Говорить на ходу было трудно. Отвратительный, резкий с какими-то завихрениями ветер швырял в лицо колючие осколки снега, под ногами островки льда перемежались с еще не застывшими глубокими лужами, у Маши слезились глаза, и она понимала, что тушь с ресниц потечет наверняка. Сережа свалился с гриппом, косившим москвичей направо и налево. Маша осталась с Балюней один на один, полусознание, полудрема у нее перемежались с минутами просветления и неожиданной энергии — «Как надоело мне лежать бревном!» — как правило, переходившими в суетливую агрессию. Но какова сила инерции! Сережа уже чувствовал себя лучше и тем не менее не приходил — боялся заразить Балюню. Вконец измученная Маша еле сдерживалась: чего уж там снявши голову плакать по волосам, какое-то страусиное поведение, за нее, Машу, надо бы бояться, а не умирающую Балюню насморком заразить… Каждый день Маша с ожесточением терла себя мочалкой — специально купила жесткую рукавицу — и стирала одежду: ей казалось, что в нее все крепче и крепче въедается еле уловимый, но пугающий запах старости и близкого ухода, который еще никто не сумел описать. Она устала, и выражалось это прежде всего в растущем раздражении на все и на всех. Делать уколы Маша так и не научилась — для этого был Сережа, а представить себе приход незнакомой медсестры было невыносимо. Она пожаловалась Володе, и через три минуты раздался телефонный звонок: Митя предлагал помощь. Маша согласилась без колебаний и, только договорившись о встрече у метро, подумала о давно не крашенных волосах.
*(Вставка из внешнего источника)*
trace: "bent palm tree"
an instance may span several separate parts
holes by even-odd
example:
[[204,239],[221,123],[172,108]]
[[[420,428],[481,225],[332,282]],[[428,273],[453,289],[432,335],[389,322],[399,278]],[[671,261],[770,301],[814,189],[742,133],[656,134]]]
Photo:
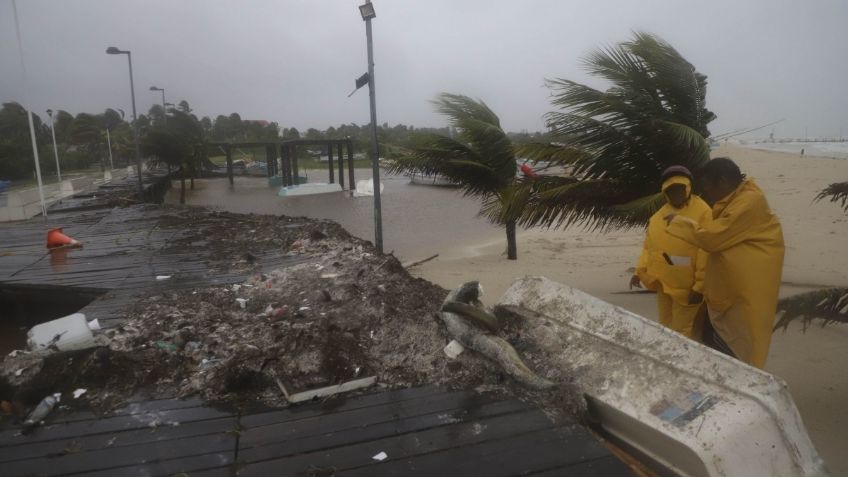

Они не виделись с весны. Митя, как всегда, элегантен: теплая кожаная куртка, лихая кепочка и шарф, правда, не в турецких огурцах, а в шотландскую клетку. Митя был смущен, молчание затягивалось, и он тронул, как ему казалось, спасительную тему, но попал впросак:
— А что у Верочки?
Машу как прорвало:
— У нее все вроде бы нормально, хотя я теперь не очень знаю. Очередной подростковый рецидив, все свободы жаждет, понимая ее весьма узко: свободу не рассказывать, где она и с кем. Я сижу в четырех стенах, для меня каждый ее приход, даже звонок, — событие, да где такое по молодости понять. Раньше, когда была у нее обязанность каждый понедельник Балюню навещать, приходила как миленькая, новости рассказывала, и был контакт. Знаете как: людям, которые общаются каждый день, всегда есть о чем поговорить, а не виделись месяц — что расскажешь…
Митя попытался отшутиться:
— Ну вот мы с вами полгода, даже больше, не встречались, а нам есть о чем поговорить, верно?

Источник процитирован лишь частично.